The 21st Division (第21師団, Dai-nijūichi Shidan) was an infantry division in the Imperial Japanese Army. Its tsūshōgō code name was the Attack Division (討兵団, Tou Heidan). The 21st Division was created on 4 April 1938 as a triangular division as part of the military buildup following the outbreak of the Second Sino-Japanese War, along with the resurrected 17th and 18th Divisions, and the new 22nd and 23rd Divisions. Its original headquarters was in a suburb of the city of Kanazawa, and its troops were recruited primarily from communities in Ishikawa and Toyama Prefectures.

== Action ==
Initially assigned to the Japanese Northern China Area Army, it was deployed to the Chinese mainland from 15 July 1938, serving as a garrison force in Xuzhou. In February 1939, it participated in fighting in Northern Jiangsu. Under the command of Lieutenant Commander Hisakazu Tanaka from 1940 to 1943 as part of the Japanese 12th Army, the division participated in counter-insurgency operations in Northern China as well as the Battle of South Shanxi in May 1941, and the subsequent Hundred Regiments Offensive.
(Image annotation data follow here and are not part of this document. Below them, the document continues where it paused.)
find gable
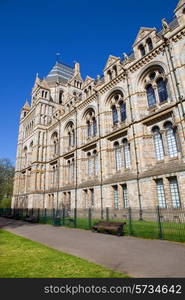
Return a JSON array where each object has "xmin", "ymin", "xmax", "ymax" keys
[
  {"xmin": 104, "ymin": 55, "xmax": 120, "ymax": 70},
  {"xmin": 133, "ymin": 27, "xmax": 156, "ymax": 47}
]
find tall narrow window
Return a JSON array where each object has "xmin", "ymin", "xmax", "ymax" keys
[
  {"xmin": 165, "ymin": 122, "xmax": 178, "ymax": 157},
  {"xmin": 169, "ymin": 177, "xmax": 181, "ymax": 208},
  {"xmin": 87, "ymin": 121, "xmax": 91, "ymax": 136},
  {"xmin": 157, "ymin": 78, "xmax": 168, "ymax": 103},
  {"xmin": 93, "ymin": 118, "xmax": 97, "ymax": 136},
  {"xmin": 120, "ymin": 102, "xmax": 126, "ymax": 122},
  {"xmin": 93, "ymin": 150, "xmax": 98, "ymax": 175},
  {"xmin": 152, "ymin": 127, "xmax": 164, "ymax": 160},
  {"xmin": 59, "ymin": 91, "xmax": 63, "ymax": 104},
  {"xmin": 71, "ymin": 130, "xmax": 75, "ymax": 147},
  {"xmin": 68, "ymin": 132, "xmax": 71, "ymax": 147},
  {"xmin": 113, "ymin": 185, "xmax": 119, "ymax": 209},
  {"xmin": 156, "ymin": 179, "xmax": 166, "ymax": 208},
  {"xmin": 112, "ymin": 105, "xmax": 118, "ymax": 124},
  {"xmin": 139, "ymin": 45, "xmax": 146, "ymax": 56},
  {"xmin": 122, "ymin": 184, "xmax": 129, "ymax": 208},
  {"xmin": 123, "ymin": 139, "xmax": 131, "ymax": 169},
  {"xmin": 87, "ymin": 153, "xmax": 93, "ymax": 176},
  {"xmin": 114, "ymin": 143, "xmax": 122, "ymax": 171},
  {"xmin": 146, "ymin": 84, "xmax": 156, "ymax": 107},
  {"xmin": 90, "ymin": 189, "xmax": 94, "ymax": 207},
  {"xmin": 146, "ymin": 38, "xmax": 153, "ymax": 51}
]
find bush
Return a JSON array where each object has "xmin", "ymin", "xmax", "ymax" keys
[{"xmin": 0, "ymin": 198, "xmax": 11, "ymax": 208}]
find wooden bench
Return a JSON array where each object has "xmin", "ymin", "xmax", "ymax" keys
[
  {"xmin": 24, "ymin": 216, "xmax": 38, "ymax": 223},
  {"xmin": 92, "ymin": 221, "xmax": 126, "ymax": 236}
]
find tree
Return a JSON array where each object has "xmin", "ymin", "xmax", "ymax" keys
[{"xmin": 0, "ymin": 158, "xmax": 15, "ymax": 203}]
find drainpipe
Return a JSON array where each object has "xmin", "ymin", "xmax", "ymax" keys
[
  {"xmin": 95, "ymin": 90, "xmax": 103, "ymax": 219},
  {"xmin": 162, "ymin": 35, "xmax": 185, "ymax": 139},
  {"xmin": 123, "ymin": 69, "xmax": 143, "ymax": 221}
]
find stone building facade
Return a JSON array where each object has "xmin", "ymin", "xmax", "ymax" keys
[{"xmin": 12, "ymin": 0, "xmax": 185, "ymax": 208}]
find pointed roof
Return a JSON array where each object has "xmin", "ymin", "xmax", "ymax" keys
[
  {"xmin": 174, "ymin": 0, "xmax": 185, "ymax": 12},
  {"xmin": 46, "ymin": 62, "xmax": 74, "ymax": 83},
  {"xmin": 104, "ymin": 55, "xmax": 120, "ymax": 71},
  {"xmin": 22, "ymin": 99, "xmax": 31, "ymax": 110},
  {"xmin": 83, "ymin": 75, "xmax": 94, "ymax": 88},
  {"xmin": 133, "ymin": 27, "xmax": 156, "ymax": 47}
]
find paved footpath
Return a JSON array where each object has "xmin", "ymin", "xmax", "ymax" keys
[{"xmin": 0, "ymin": 218, "xmax": 185, "ymax": 278}]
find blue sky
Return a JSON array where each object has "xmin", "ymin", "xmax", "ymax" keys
[{"xmin": 0, "ymin": 0, "xmax": 178, "ymax": 163}]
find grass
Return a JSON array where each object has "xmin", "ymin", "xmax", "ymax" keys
[{"xmin": 0, "ymin": 230, "xmax": 128, "ymax": 278}]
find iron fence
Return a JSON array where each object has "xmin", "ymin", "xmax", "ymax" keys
[{"xmin": 0, "ymin": 207, "xmax": 185, "ymax": 242}]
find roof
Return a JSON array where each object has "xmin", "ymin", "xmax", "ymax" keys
[{"xmin": 45, "ymin": 62, "xmax": 74, "ymax": 83}]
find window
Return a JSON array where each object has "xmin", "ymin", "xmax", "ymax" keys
[
  {"xmin": 112, "ymin": 105, "xmax": 118, "ymax": 125},
  {"xmin": 87, "ymin": 153, "xmax": 93, "ymax": 176},
  {"xmin": 114, "ymin": 142, "xmax": 122, "ymax": 171},
  {"xmin": 122, "ymin": 184, "xmax": 129, "ymax": 208},
  {"xmin": 165, "ymin": 122, "xmax": 178, "ymax": 158},
  {"xmin": 152, "ymin": 127, "xmax": 164, "ymax": 160},
  {"xmin": 146, "ymin": 84, "xmax": 156, "ymax": 107},
  {"xmin": 139, "ymin": 45, "xmax": 146, "ymax": 56},
  {"xmin": 123, "ymin": 139, "xmax": 131, "ymax": 169},
  {"xmin": 93, "ymin": 118, "xmax": 97, "ymax": 136},
  {"xmin": 156, "ymin": 179, "xmax": 166, "ymax": 208},
  {"xmin": 113, "ymin": 185, "xmax": 119, "ymax": 209},
  {"xmin": 169, "ymin": 177, "xmax": 181, "ymax": 208},
  {"xmin": 120, "ymin": 102, "xmax": 126, "ymax": 122},
  {"xmin": 146, "ymin": 38, "xmax": 153, "ymax": 51},
  {"xmin": 87, "ymin": 121, "xmax": 91, "ymax": 137},
  {"xmin": 157, "ymin": 78, "xmax": 168, "ymax": 103},
  {"xmin": 86, "ymin": 109, "xmax": 97, "ymax": 137},
  {"xmin": 59, "ymin": 91, "xmax": 63, "ymax": 104},
  {"xmin": 93, "ymin": 150, "xmax": 98, "ymax": 175},
  {"xmin": 90, "ymin": 189, "xmax": 94, "ymax": 207}
]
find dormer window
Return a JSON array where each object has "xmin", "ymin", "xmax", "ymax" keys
[
  {"xmin": 139, "ymin": 44, "xmax": 146, "ymax": 57},
  {"xmin": 146, "ymin": 38, "xmax": 153, "ymax": 51}
]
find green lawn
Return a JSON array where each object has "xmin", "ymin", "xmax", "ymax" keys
[{"xmin": 0, "ymin": 230, "xmax": 128, "ymax": 278}]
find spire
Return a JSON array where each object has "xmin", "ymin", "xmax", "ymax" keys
[
  {"xmin": 22, "ymin": 99, "xmax": 31, "ymax": 110},
  {"xmin": 174, "ymin": 0, "xmax": 185, "ymax": 13}
]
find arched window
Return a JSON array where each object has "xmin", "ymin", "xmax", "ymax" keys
[
  {"xmin": 85, "ymin": 108, "xmax": 97, "ymax": 137},
  {"xmin": 87, "ymin": 152, "xmax": 93, "ymax": 176},
  {"xmin": 123, "ymin": 139, "xmax": 131, "ymax": 169},
  {"xmin": 139, "ymin": 44, "xmax": 146, "ymax": 56},
  {"xmin": 152, "ymin": 127, "xmax": 164, "ymax": 160},
  {"xmin": 113, "ymin": 66, "xmax": 118, "ymax": 77},
  {"xmin": 146, "ymin": 38, "xmax": 153, "ymax": 51},
  {"xmin": 93, "ymin": 118, "xmax": 97, "ymax": 136},
  {"xmin": 146, "ymin": 84, "xmax": 156, "ymax": 107},
  {"xmin": 120, "ymin": 102, "xmax": 126, "ymax": 122},
  {"xmin": 66, "ymin": 121, "xmax": 75, "ymax": 147},
  {"xmin": 157, "ymin": 78, "xmax": 168, "ymax": 103},
  {"xmin": 68, "ymin": 132, "xmax": 71, "ymax": 147},
  {"xmin": 165, "ymin": 122, "xmax": 178, "ymax": 157},
  {"xmin": 93, "ymin": 150, "xmax": 98, "ymax": 175},
  {"xmin": 112, "ymin": 105, "xmax": 118, "ymax": 125},
  {"xmin": 87, "ymin": 121, "xmax": 91, "ymax": 137},
  {"xmin": 51, "ymin": 132, "xmax": 59, "ymax": 155},
  {"xmin": 114, "ymin": 142, "xmax": 122, "ymax": 171},
  {"xmin": 107, "ymin": 70, "xmax": 112, "ymax": 80}
]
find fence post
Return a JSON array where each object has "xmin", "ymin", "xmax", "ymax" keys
[
  {"xmin": 62, "ymin": 207, "xmax": 65, "ymax": 226},
  {"xmin": 88, "ymin": 207, "xmax": 92, "ymax": 229},
  {"xmin": 74, "ymin": 207, "xmax": 77, "ymax": 228},
  {"xmin": 128, "ymin": 207, "xmax": 133, "ymax": 235},
  {"xmin": 37, "ymin": 208, "xmax": 40, "ymax": 223},
  {"xmin": 157, "ymin": 205, "xmax": 163, "ymax": 240},
  {"xmin": 106, "ymin": 207, "xmax": 109, "ymax": 222}
]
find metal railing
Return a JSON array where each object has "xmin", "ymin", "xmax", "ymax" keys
[{"xmin": 0, "ymin": 206, "xmax": 185, "ymax": 242}]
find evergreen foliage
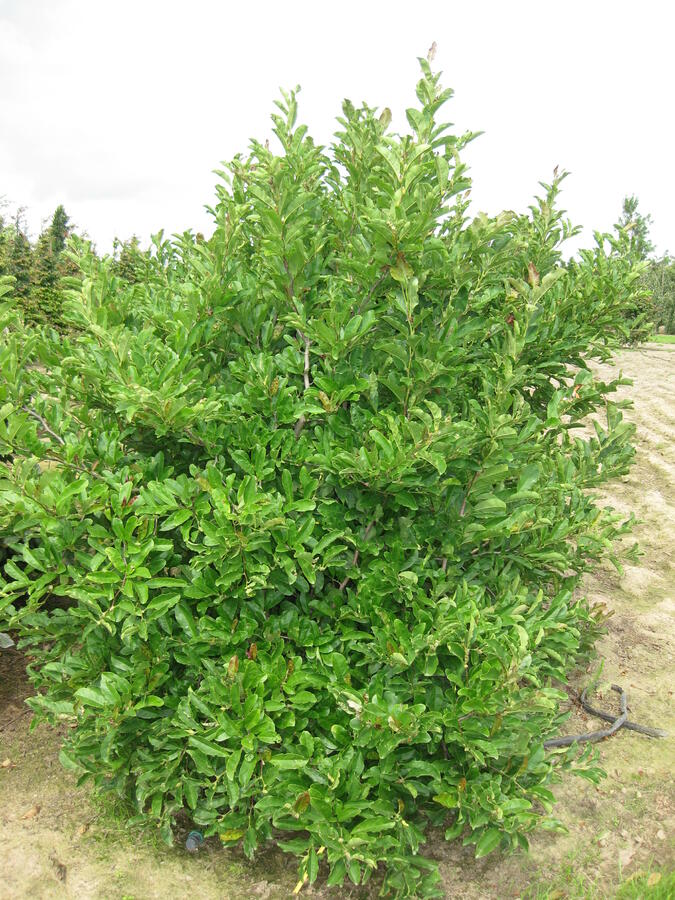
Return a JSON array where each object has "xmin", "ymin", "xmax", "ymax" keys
[{"xmin": 0, "ymin": 61, "xmax": 656, "ymax": 896}]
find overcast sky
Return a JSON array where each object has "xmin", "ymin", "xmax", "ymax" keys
[{"xmin": 0, "ymin": 0, "xmax": 675, "ymax": 251}]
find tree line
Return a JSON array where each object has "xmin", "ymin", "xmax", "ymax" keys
[{"xmin": 0, "ymin": 195, "xmax": 675, "ymax": 334}]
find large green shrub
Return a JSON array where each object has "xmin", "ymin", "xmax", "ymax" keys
[{"xmin": 0, "ymin": 63, "xmax": 652, "ymax": 894}]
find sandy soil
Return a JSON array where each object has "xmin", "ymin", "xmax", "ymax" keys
[{"xmin": 0, "ymin": 345, "xmax": 675, "ymax": 900}]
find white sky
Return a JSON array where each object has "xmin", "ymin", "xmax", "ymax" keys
[{"xmin": 0, "ymin": 0, "xmax": 675, "ymax": 252}]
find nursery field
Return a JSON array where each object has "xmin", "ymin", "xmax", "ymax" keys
[{"xmin": 0, "ymin": 344, "xmax": 675, "ymax": 900}]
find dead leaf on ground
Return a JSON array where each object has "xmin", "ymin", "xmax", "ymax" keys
[
  {"xmin": 49, "ymin": 855, "xmax": 68, "ymax": 881},
  {"xmin": 21, "ymin": 803, "xmax": 40, "ymax": 819}
]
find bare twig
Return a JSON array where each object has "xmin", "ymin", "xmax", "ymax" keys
[
  {"xmin": 293, "ymin": 332, "xmax": 312, "ymax": 438},
  {"xmin": 302, "ymin": 335, "xmax": 312, "ymax": 390},
  {"xmin": 21, "ymin": 406, "xmax": 66, "ymax": 447},
  {"xmin": 338, "ymin": 550, "xmax": 359, "ymax": 591},
  {"xmin": 338, "ymin": 519, "xmax": 375, "ymax": 591}
]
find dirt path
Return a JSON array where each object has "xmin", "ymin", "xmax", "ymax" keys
[{"xmin": 0, "ymin": 345, "xmax": 675, "ymax": 900}]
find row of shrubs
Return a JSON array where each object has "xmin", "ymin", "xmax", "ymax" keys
[{"xmin": 0, "ymin": 62, "xmax": 646, "ymax": 896}]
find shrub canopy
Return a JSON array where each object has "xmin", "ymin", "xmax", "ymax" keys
[{"xmin": 0, "ymin": 62, "xmax": 639, "ymax": 895}]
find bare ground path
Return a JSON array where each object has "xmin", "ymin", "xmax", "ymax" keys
[{"xmin": 0, "ymin": 345, "xmax": 675, "ymax": 900}]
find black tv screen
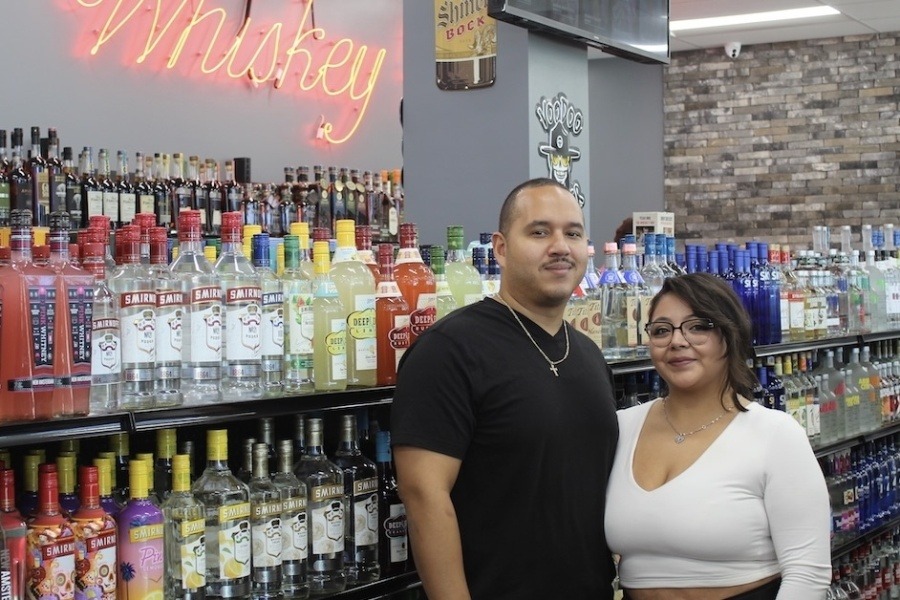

From November 1941, the division was transferred to the control of the Southern Expeditionary Army Group and transferred to the Philippines, landing at Lingayen Gulf on 26 February 1942. After the completion of the Philippines Campaign, from December 1943, the division was sent to French Indochina under the control of the IJA 38th Army, Assigned to a garrison role in Hanoi, it remained in Indochina through the end of the Pacific War except for a brief period in late 1944 when it crossed back into China to participate in Operation Ichi-Go. The division played a critical role in the Japanese coup d'état in French Indochina of March 1945, which resulted in the proclamation of the Empire of Vietnam independent from French rule. It remained as a garrison force in Hanoi until the surrender of Japan in August 1945.

A number of its troops refused to return to Japan and defected to join the Viet Minh in their struggle for independence (First Indochina War) against the returning French colonial forces. But in 1954 they were ordered to return to Japan by the Vietnamese government.